We Can Sort Things Out
After gathering data from a variety of sources, these reinforcement learning-based robots were able to sort recyclables in a real office.
Reinforcement learning is a machine learning technique that involves teaching machines to learn from their own experiences by rewarding positive outcomes and penalizing negative ones. This technique has shown tremendous promise in the field of robotics, with the potential to revolutionize the way robots are designed and used in everyday life.
One of the most significant advantages of reinforcement learning is its ability to adapt to changing environments and improve its performance through practice. This means that robots could be trained to navigate complex and dynamic environments such as factories, hospitals, and even homes. Reinforcement learning algorithms could enable robots to learn how to perform tasks efficiently and effectively, even in situations where the task or environment is constantly changing.
Despite these promising advantages, we rarely see reinforcement learning-enabled robots in everyday settings. This is due, in large part, to the fact that it has proven to be very difficult to develop an algorithm that can deal with the tremendous complexity and diversity seen in the real world.
In theory, these are exactly the types of situations where reinforcement learning should excel, however. So, a team of engineers at Google Research set out to design a multipronged approach that can leverage the unique characteristics of reinforcement learning, while also eliminating many of the pain points that have plagued past efforts.
Using a fleet of 23 mobile manipulation robots, a system was designed to sort waste and recycling at waste stations throughout the Google office buildings. The robots were tasked with roaming from station to station, and at each one they would sort objects between the recycling, compost, and trash bins to ensure that everything was in the correct location.
From the perspective of a human, this may sound like a simple task. But for a robot, it is a very complex problem to solve. The possible variety of objects that could be in the bins is virtually endless, and each of those items must be accurately sorted. Google Research’s solution to building a capable robot involved leveraging data from four sources to train the model.
To get a robot up and running initially, it needs some basic knowledge about the task it is to perform — it cannot start learning on the job before it knows what the job is. To fulfill this requirement, a small number of hand-designed control policies were developed for the robot. These policies had a very low success rate, but were sufficient to run experiments in a simulated environment, after which the knowledge gained could be transferred to the physical robots using sim-to-real transfer.

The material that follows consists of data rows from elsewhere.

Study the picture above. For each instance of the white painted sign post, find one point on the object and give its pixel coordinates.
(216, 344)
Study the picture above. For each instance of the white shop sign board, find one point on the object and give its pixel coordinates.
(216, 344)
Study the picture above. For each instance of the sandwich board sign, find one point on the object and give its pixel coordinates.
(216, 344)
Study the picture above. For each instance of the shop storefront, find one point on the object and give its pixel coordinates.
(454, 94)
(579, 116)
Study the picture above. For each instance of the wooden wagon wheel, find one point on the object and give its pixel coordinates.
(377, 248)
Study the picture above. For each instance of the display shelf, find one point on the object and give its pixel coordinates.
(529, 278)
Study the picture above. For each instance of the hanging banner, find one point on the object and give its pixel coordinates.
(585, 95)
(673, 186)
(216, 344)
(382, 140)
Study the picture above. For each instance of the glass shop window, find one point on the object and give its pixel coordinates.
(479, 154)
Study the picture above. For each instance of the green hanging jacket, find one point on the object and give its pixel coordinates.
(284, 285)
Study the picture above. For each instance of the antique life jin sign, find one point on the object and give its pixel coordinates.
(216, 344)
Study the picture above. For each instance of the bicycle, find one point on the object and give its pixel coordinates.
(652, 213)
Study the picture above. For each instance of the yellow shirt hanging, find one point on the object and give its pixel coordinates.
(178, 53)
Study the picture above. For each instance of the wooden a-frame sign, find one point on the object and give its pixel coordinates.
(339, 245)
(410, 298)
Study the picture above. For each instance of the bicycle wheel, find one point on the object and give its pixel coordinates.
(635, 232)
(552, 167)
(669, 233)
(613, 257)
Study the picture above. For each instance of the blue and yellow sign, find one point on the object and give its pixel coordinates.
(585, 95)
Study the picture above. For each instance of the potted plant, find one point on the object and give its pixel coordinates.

At this point, the robots had gained some skills, but still had much to learn before they would be ready for real world use. This learning took place in “robot classrooms” where waste stations were set up with a variety of objects to learn from. After they finished their schooling, the robots were unleashed on the office buildings to practice their new trade. But their learning did not stop there — as they carried out their daily tasks, the reinforcement learning process continued to further improve their accuracy over time.
The algorithm was evaluated after collecting data from 540,000 trials in the classrooms, and 32,500 trials from real world use. As more data was collected, performance of the system was noted to improve. The final system was observed to have an average sorting accuracy of 84%, which was sufficient to reduce contamination in the waste bins by up to 50% by weight.
This work showed that with the proper training, practical reinforcement learning-based robots can be developed that are capable of performing real-world tasks in real office environments. There is still work to be done — the experiments showed that the robots did not succeed in every situation — but the techniques demonstrated by Google Research may serve as the basis for robots that can perform a broad range of tasks one day.